On Thursday, CISA warned American federal agencies to secure their system against the ongoing attacks, exploiting high-seriousness vulnerability in the Chrome web browser.
Solidlab security researcher Vsevolod Kokorin shared the blame (CVE-2025-4664) and online technical details on 5 May. Google on Wednesday issued security updates to patch it.
As Cocorin explained, is vulnerable Payable For insufficient policy enforcement in Google Chrome’s loader component, and successful exploitation may allow remote attackers to leak cross-zo data through maliciously designed HTML pages.
“You probably know that unlike other browsers, Chrome solves the link header on subresores requests. But what is the problem? The issue is that the link header can set a refer-policy. Cocorine noted,
“Querry parameters can contain sensitive data – for example, in Oauth flow, this can lead to an account acquisition.
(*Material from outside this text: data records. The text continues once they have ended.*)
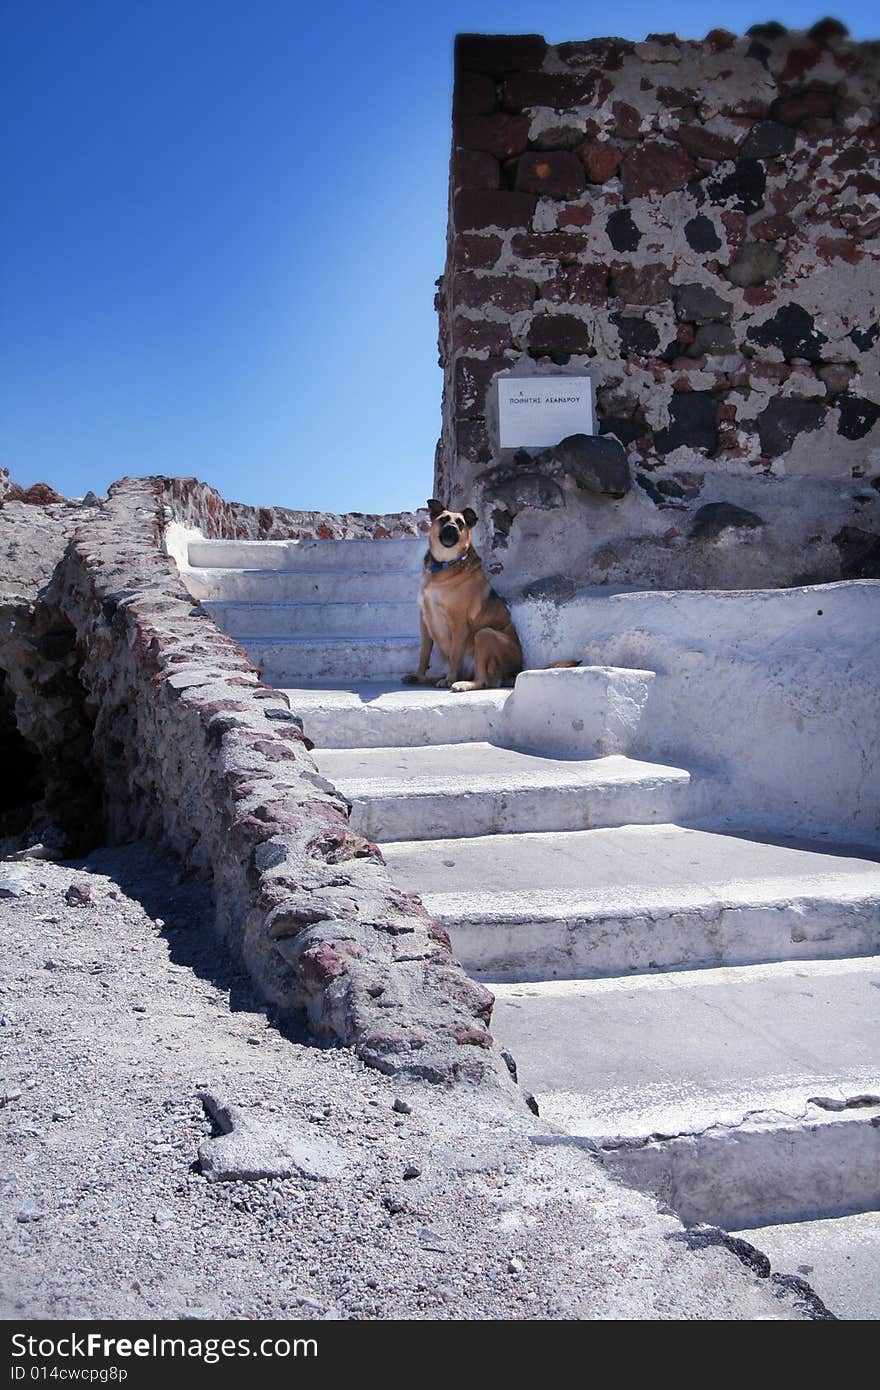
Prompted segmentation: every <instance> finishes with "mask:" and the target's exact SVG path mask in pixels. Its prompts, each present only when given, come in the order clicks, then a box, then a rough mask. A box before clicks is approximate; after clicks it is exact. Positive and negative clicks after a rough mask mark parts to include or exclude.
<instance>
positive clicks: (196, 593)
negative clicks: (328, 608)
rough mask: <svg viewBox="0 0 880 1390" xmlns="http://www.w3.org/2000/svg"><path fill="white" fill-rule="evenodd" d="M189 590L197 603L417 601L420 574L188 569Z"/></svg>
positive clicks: (409, 573) (184, 574) (404, 571)
mask: <svg viewBox="0 0 880 1390" xmlns="http://www.w3.org/2000/svg"><path fill="white" fill-rule="evenodd" d="M182 577H184V582H185V584H186V588H188V589H189V592H190V594H192V595H193V598H197V599H227V600H234V599H239V600H245V602H252V600H253V602H256V603H310V602H311V603H316V602H323V603H349V602H352V600H353V599H357V598H360V596H361V595H364V594H368V595H370V598H371V599H373V600H375V602H380V603H381V602H395V600H400V602H406V600H407V599H410V600H413V602H416V598H417V594H418V573H417V571H416V573H414V571H413V570H412V569H405V570H391V569H388V570H247V569H220V567H203V569H186V570H184V571H182Z"/></svg>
Developers rarely consider the possibility of stealing query parameters through an image from 3 -party resources.”
While Google did not disclose whether the vulnerability was misused in the attacks earlier or if it is still being exploited, it warns a security advisor that it has a public exploitation, which usually indicates active exploitation.
Actively marked as exploitation
A day later, Sisa confirmed CVE-2025-4664 is being abused in the wild and added Known exploitative weaknesses catalogWhich actively lists exploited security defects in attacks.
As November 2021 Binding Binding Operational Directive (BOD) 22-01, US Federal Civilian Executive Branch (FCB) agencies will have to patch their chrome installation within three weeks by May 7 to secure their system against potential violations.
While this instruction applies only to federal agencies, all network defenders are advised to prioritize patching as soon as possible to this vulnerability.
The cyber security agency warned, “These types of weaknesses are frequent attacks for malicious cyber actors and pose a significant risk for federal enterprises.”
This year has been an actively exploited chrome zero-day patches by Google after another high-seriousness chrome zero-day bug (CVE-2025-2783), misused to target Russian government organizations, media outlets and educational institutions in cyber-Jasucian attacks.
Researchers in Kascski, who looked at the zero-day attacks, said the danger actors exploited the CVE-2025-2783 to bypass Google Chrome’s sandbox security and infect the target with malware.
Based on the analysis of 14M malicious tasks, search for the top 10 MITERAT & CK techniques behind the 93% attacks and how to defend them against them.